The phrase hits a nerve. I want to hit him. Instead, I lean forward. “I read the book again. Cover to cover. Is any of it true?”
“All of it,” he says, and his voice isn’t dramatic, just tired. “It’s the only honest thing I’ve ever written, to be frank.”
We sit in silence, the tension simmering in the air between us. The koi flash gold and white in the sun, oblivious.
I press on. “So what happens now? If I don’t forgive you, will you just move on to the next girl?”
Talon runs a hand through his hair, and I see the frustration. “Kat, it doesn’t work like that anymore. I don’t want someone else. I don’t want to order off a menu, so I canceled my Sweet Lies account. I’m in therapy. I’m trying to fix the part of me that thinks women are just sexy playmates and nothing else.”
I almost laugh, but it comes out as a sigh. “You think I’m supposed to be impressed by that?”
“No,” he says. “I don’t expect anything. I just wanted to tell you what steps I’m taking. So you’d know it’s not a scene, not a performance. I’m being genuine about this.”
I study him, looking for the old tells: the half-smile, the deflection, the ego. But they’re not there. Talon’s posture is looser. His eyes don’t dart away when I push. It feels real, and it scares me almost as much as it comforts me.
I lean back. “So, what now? You want me to forgive you? Or just write a better ending?”
He shakes his head. “Forgiveness would be nice, but I don’t deserve it. Andyoushould write the ending, Kat. Whatever you want it to be.”

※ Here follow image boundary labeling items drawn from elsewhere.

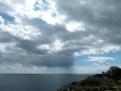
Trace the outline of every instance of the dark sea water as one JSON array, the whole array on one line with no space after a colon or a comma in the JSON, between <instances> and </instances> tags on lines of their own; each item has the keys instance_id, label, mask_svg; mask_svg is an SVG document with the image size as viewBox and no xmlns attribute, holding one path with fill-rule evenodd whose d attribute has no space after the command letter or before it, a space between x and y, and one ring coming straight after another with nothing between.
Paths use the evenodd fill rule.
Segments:
<instances>
[{"instance_id":1,"label":"dark sea water","mask_svg":"<svg viewBox=\"0 0 121 91\"><path fill-rule=\"evenodd\" d=\"M0 91L57 91L73 81L82 80L87 75L0 75Z\"/></svg>"}]
</instances>

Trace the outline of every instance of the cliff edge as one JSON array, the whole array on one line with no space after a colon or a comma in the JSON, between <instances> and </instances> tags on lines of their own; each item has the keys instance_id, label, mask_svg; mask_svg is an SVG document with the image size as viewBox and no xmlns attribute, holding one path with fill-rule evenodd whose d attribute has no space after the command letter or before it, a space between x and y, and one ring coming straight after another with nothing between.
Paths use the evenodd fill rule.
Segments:
<instances>
[{"instance_id":1,"label":"cliff edge","mask_svg":"<svg viewBox=\"0 0 121 91\"><path fill-rule=\"evenodd\" d=\"M121 68L112 66L107 72L72 82L57 91L121 91Z\"/></svg>"}]
</instances>

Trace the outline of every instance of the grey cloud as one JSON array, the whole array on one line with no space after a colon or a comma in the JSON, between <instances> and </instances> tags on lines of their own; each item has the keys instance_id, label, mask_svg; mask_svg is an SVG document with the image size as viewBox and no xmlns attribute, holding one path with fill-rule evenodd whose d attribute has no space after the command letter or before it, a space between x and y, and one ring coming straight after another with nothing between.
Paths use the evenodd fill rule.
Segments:
<instances>
[{"instance_id":1,"label":"grey cloud","mask_svg":"<svg viewBox=\"0 0 121 91\"><path fill-rule=\"evenodd\" d=\"M73 57L60 55L4 55L1 64L22 64L23 66L71 67Z\"/></svg>"}]
</instances>

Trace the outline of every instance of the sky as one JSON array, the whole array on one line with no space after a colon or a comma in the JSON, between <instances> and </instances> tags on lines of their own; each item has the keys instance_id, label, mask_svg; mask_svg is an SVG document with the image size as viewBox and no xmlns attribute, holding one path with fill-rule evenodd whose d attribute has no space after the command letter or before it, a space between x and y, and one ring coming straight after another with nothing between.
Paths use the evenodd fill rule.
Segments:
<instances>
[{"instance_id":1,"label":"sky","mask_svg":"<svg viewBox=\"0 0 121 91\"><path fill-rule=\"evenodd\" d=\"M0 73L121 67L120 9L120 0L0 0Z\"/></svg>"}]
</instances>

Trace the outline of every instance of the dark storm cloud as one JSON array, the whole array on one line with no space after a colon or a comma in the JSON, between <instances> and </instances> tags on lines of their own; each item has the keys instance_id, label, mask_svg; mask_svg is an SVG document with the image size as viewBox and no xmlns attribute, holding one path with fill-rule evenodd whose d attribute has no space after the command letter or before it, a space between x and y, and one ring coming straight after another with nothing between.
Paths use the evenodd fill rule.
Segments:
<instances>
[{"instance_id":1,"label":"dark storm cloud","mask_svg":"<svg viewBox=\"0 0 121 91\"><path fill-rule=\"evenodd\" d=\"M107 45L121 46L121 1L56 0L55 2L57 11L66 16L63 24L51 25L39 17L28 18L24 17L24 15L18 17L23 25L33 26L42 33L38 38L26 40L15 37L9 32L0 32L0 43L15 43L14 50L11 49L13 50L12 53L14 52L14 56L11 53L0 52L1 63L20 63L26 66L71 67L74 64L73 55L75 52L81 53L90 48L103 49ZM3 10L9 11L8 5L0 4L0 11ZM4 14L9 15L6 11L4 11ZM5 15L0 16L5 19L9 18L10 21L14 19L10 15L6 18ZM66 23L70 21L81 21L86 26L85 31L68 31ZM63 44L62 48L57 51L55 51L56 48L53 49L55 40L60 40ZM50 48L39 49L37 47L44 44L49 45ZM50 52L52 49L55 52ZM16 51L19 52L16 54Z\"/></svg>"},{"instance_id":2,"label":"dark storm cloud","mask_svg":"<svg viewBox=\"0 0 121 91\"><path fill-rule=\"evenodd\" d=\"M66 2L57 0L57 7L67 16L68 21L82 21L92 27L87 33L90 32L109 43L121 44L121 1L67 0Z\"/></svg>"}]
</instances>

My hands stop shaking. I didn’t expect this. I expected some hail-mary attempt, another contract, a promise of riches or fame. But this—just talking, just being here, letting me lead—is somehow more disarming than anything else Talon could have done.
I stand, brushing crumbs from my jeans. “I’ll think about it. But you don’t get to decide if you’re the hero or not. That’s my call.”

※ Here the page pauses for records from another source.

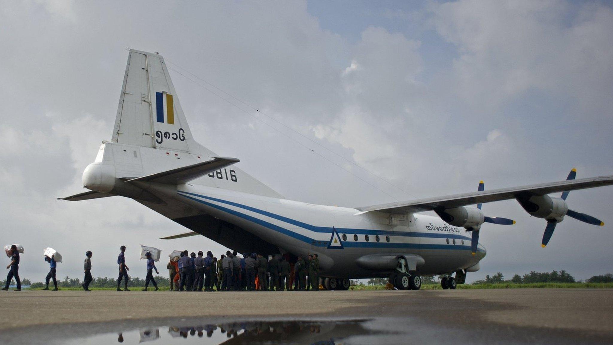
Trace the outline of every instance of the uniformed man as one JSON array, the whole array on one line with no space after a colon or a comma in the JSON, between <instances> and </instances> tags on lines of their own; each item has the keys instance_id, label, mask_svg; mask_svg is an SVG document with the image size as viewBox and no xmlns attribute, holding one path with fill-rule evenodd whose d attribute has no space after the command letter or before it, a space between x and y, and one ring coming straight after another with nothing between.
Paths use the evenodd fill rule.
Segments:
<instances>
[{"instance_id":1,"label":"uniformed man","mask_svg":"<svg viewBox=\"0 0 613 345\"><path fill-rule=\"evenodd\" d=\"M9 250L9 254L10 255L10 263L6 266L6 269L10 269L10 271L9 271L9 274L6 276L6 284L2 289L8 291L10 281L13 277L15 277L15 280L17 282L17 289L15 289L15 290L21 291L21 280L19 279L19 252L17 251L17 246L15 244L11 246L10 249Z\"/></svg>"},{"instance_id":2,"label":"uniformed man","mask_svg":"<svg viewBox=\"0 0 613 345\"><path fill-rule=\"evenodd\" d=\"M177 276L177 262L173 261L170 258L168 263L166 264L166 269L168 269L168 276L170 277L169 282L170 284L170 291L175 290L175 277Z\"/></svg>"},{"instance_id":3,"label":"uniformed man","mask_svg":"<svg viewBox=\"0 0 613 345\"><path fill-rule=\"evenodd\" d=\"M83 279L81 286L85 291L89 292L89 283L94 278L91 276L91 250L85 252L85 260L83 262L83 269L85 272L85 277Z\"/></svg>"},{"instance_id":4,"label":"uniformed man","mask_svg":"<svg viewBox=\"0 0 613 345\"><path fill-rule=\"evenodd\" d=\"M191 266L191 258L187 250L183 250L179 262L181 263L181 277L179 280L179 291L189 291L191 287L188 284L189 279L189 268Z\"/></svg>"},{"instance_id":5,"label":"uniformed man","mask_svg":"<svg viewBox=\"0 0 613 345\"><path fill-rule=\"evenodd\" d=\"M194 266L196 269L194 279L194 285L192 290L194 291L202 291L202 286L204 285L204 255L202 251L198 252L198 257L194 259Z\"/></svg>"},{"instance_id":6,"label":"uniformed man","mask_svg":"<svg viewBox=\"0 0 613 345\"><path fill-rule=\"evenodd\" d=\"M234 283L234 289L235 291L240 291L240 258L236 250L232 253L232 282Z\"/></svg>"},{"instance_id":7,"label":"uniformed man","mask_svg":"<svg viewBox=\"0 0 613 345\"><path fill-rule=\"evenodd\" d=\"M130 291L130 289L128 288L128 281L129 279L128 276L128 271L130 269L126 265L126 256L124 254L126 252L126 246L122 246L120 247L120 250L121 250L121 252L117 257L117 265L119 265L119 276L117 277L117 291ZM120 285L121 284L122 279L124 279L124 287L123 290L119 288Z\"/></svg>"},{"instance_id":8,"label":"uniformed man","mask_svg":"<svg viewBox=\"0 0 613 345\"><path fill-rule=\"evenodd\" d=\"M268 273L270 274L270 290L273 291L275 290L283 290L283 288L279 287L279 271L281 271L281 265L279 264L279 260L275 257L275 255L271 255L270 260L268 260Z\"/></svg>"},{"instance_id":9,"label":"uniformed man","mask_svg":"<svg viewBox=\"0 0 613 345\"><path fill-rule=\"evenodd\" d=\"M300 260L297 260L294 264L294 290L297 291L300 288Z\"/></svg>"},{"instance_id":10,"label":"uniformed man","mask_svg":"<svg viewBox=\"0 0 613 345\"><path fill-rule=\"evenodd\" d=\"M311 290L311 261L313 261L313 255L309 254L308 255L306 255L306 261L305 262L305 263L306 264L306 273L307 276L305 277L306 279L306 291L309 291ZM314 272L313 272L313 274L314 274Z\"/></svg>"},{"instance_id":11,"label":"uniformed man","mask_svg":"<svg viewBox=\"0 0 613 345\"><path fill-rule=\"evenodd\" d=\"M216 272L215 268L215 266L213 263L213 253L209 250L207 252L207 256L204 258L204 290L205 291L213 291L213 284L215 279L213 276L216 276L217 272ZM215 272L215 274L212 274Z\"/></svg>"},{"instance_id":12,"label":"uniformed man","mask_svg":"<svg viewBox=\"0 0 613 345\"><path fill-rule=\"evenodd\" d=\"M219 260L217 262L217 283L221 285L218 286L218 291L223 290L224 287L226 287L226 284L224 284L224 266L223 264L224 258L226 258L226 255L221 254Z\"/></svg>"},{"instance_id":13,"label":"uniformed man","mask_svg":"<svg viewBox=\"0 0 613 345\"><path fill-rule=\"evenodd\" d=\"M268 260L262 254L257 254L257 280L260 282L260 291L268 291L266 276L268 273Z\"/></svg>"},{"instance_id":14,"label":"uniformed man","mask_svg":"<svg viewBox=\"0 0 613 345\"><path fill-rule=\"evenodd\" d=\"M319 257L316 254L313 255L313 260L315 262L315 291L319 291Z\"/></svg>"},{"instance_id":15,"label":"uniformed man","mask_svg":"<svg viewBox=\"0 0 613 345\"><path fill-rule=\"evenodd\" d=\"M58 266L58 263L55 262L55 260L54 260L53 255L51 255L50 258L47 255L45 255L45 261L49 263L49 266L50 266L50 269L49 269L49 273L47 274L47 277L45 278L45 285L46 286L45 287L45 289L44 289L43 290L49 290L49 281L53 279L53 286L55 287L53 288L53 291L57 291L58 281L57 279L55 279L55 268Z\"/></svg>"},{"instance_id":16,"label":"uniformed man","mask_svg":"<svg viewBox=\"0 0 613 345\"><path fill-rule=\"evenodd\" d=\"M304 259L302 258L302 257L298 257L298 262L300 263L298 271L298 282L299 284L298 290L304 290L306 284L305 281L306 278L306 263L305 262Z\"/></svg>"},{"instance_id":17,"label":"uniformed man","mask_svg":"<svg viewBox=\"0 0 613 345\"><path fill-rule=\"evenodd\" d=\"M230 250L226 252L226 257L221 260L221 267L224 269L224 282L221 287L222 291L230 291L232 286L232 269L234 264L232 263L232 253Z\"/></svg>"},{"instance_id":18,"label":"uniformed man","mask_svg":"<svg viewBox=\"0 0 613 345\"><path fill-rule=\"evenodd\" d=\"M309 255L309 263L308 263L308 279L310 281L311 290L317 291L319 290L319 284L316 281L317 280L317 269L318 269L318 263L315 261L315 257L311 255Z\"/></svg>"},{"instance_id":19,"label":"uniformed man","mask_svg":"<svg viewBox=\"0 0 613 345\"><path fill-rule=\"evenodd\" d=\"M281 257L280 260L281 262L279 263L280 267L279 270L279 290L283 291L284 288L289 291L289 271L291 269L291 267L284 257Z\"/></svg>"},{"instance_id":20,"label":"uniformed man","mask_svg":"<svg viewBox=\"0 0 613 345\"><path fill-rule=\"evenodd\" d=\"M158 271L158 268L155 266L155 262L151 257L151 254L147 252L145 256L147 258L147 276L145 278L145 289L143 289L143 291L147 290L147 288L149 287L149 282L153 283L155 291L158 291L159 289L158 288L158 283L153 279L153 270L155 269L155 273L158 274L159 274L159 272Z\"/></svg>"},{"instance_id":21,"label":"uniformed man","mask_svg":"<svg viewBox=\"0 0 613 345\"><path fill-rule=\"evenodd\" d=\"M216 291L221 290L219 289L219 267L218 263L220 262L217 260L217 258L213 257L213 266L211 266L211 277L213 279L213 285L215 285L215 289ZM213 285L211 285L211 291L213 291Z\"/></svg>"},{"instance_id":22,"label":"uniformed man","mask_svg":"<svg viewBox=\"0 0 613 345\"><path fill-rule=\"evenodd\" d=\"M194 281L196 280L196 265L194 263L194 260L196 259L196 253L192 252L189 254L189 262L191 265L189 266L189 277L188 279L188 284L189 285L189 290L195 291L194 290Z\"/></svg>"},{"instance_id":23,"label":"uniformed man","mask_svg":"<svg viewBox=\"0 0 613 345\"><path fill-rule=\"evenodd\" d=\"M247 275L247 291L253 291L256 289L256 274L257 273L257 258L255 253L248 255L245 258L245 270Z\"/></svg>"}]
</instances>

He nods, standing too. For a second we’re close, close enough I could touch him if I wanted. I let my hand hover, then, almost on impulse, let my fingers graze his arm.
“Thank you,” I say, and mean it. “For being honest. Even if it’s late.”
The handsome man smiles, small and a little sad. “Thank you for making me want to try, Kitty Kat.”
We part ways at the pond—me toward the east gate, him toward the coffee cart at the entrance. Neither of us looks back.
The spring sun is warm on my face, the scent of cherry blossoms thick in the air. I walk with my hands in my pockets, head up for the first time in ages.
Maybe there isn’t a happy ending.
But this time, I want to write the sequel myself.
19
CHAPTER NINETEEN – A DATE AT THE RESTAURANT
Talon
If you want to know what hell actually feels like, try waiting outside a crowded Italian restaurant in a college town when the woman you love is late. Is Kat going to show? Or am I going to be left on the sidewalk like discarded trash?
Every couple walking past is locked into their own romantic reverie, making me feel even more desperate. I check my phone for the third time—no texts, no missed calls, just a home screen full of unread news alerts and the nervous thrum of my own reflection in the glass. I look like I’m trying too hard to seem normal: black jeans, blue button-down, the sleeves rolled and the cuffs just uneven enough to say “I’m not overthinking this.” I am, obviously. My hands are so dry I could sand wood with them.
I fumble with the collar, tug it down, then do it again because my heart is hammering against my ribs and nothing on this side of tequila is going to slow it. The inside of the restaurant glows warm through the windows, all candles and red and whitecheckered tablecloths. I can see the old Italian lady at the hostess stand, fussing with her iPad, and I’m already rehearsing what I’m going to say when Kat shows up. If she shows up.
A woman walks up the street, her head down in the collar of a blue coat. She moves elegantly, like a sylph—shoulders back, hips swinging with metronomic grace. I know it’s Kat before I see her features. I’d know the tilt of her jaw or the gloss of golden hair anywhere. She slows on the sidewalk, takes a breath, and looks up.
It hits me all over again, the way it did in the bookstore: Katherine Vreeland is beautiful. Not the surface-level, Instagram-influencer kind, but the sort that makes you ache in your bones. Her hair is loose, gold catching in the streetlight, and she’s wearing a dress I’ve never seen—a soft gray thing that clings to her curves and stops just above the knee. For a second, I forget what my mouth is for.
She spots me and smiles shyly before approaching.
“Hey,” she says, tucking a strand behind her ear. She’s not wearing much makeup, maybe none at all, but her lips are bitten red and her eyes look enormous.
I smile, but it probably looks more like a grimace. “Hey yourself. You look—” My brain catches on the word. “—really good.”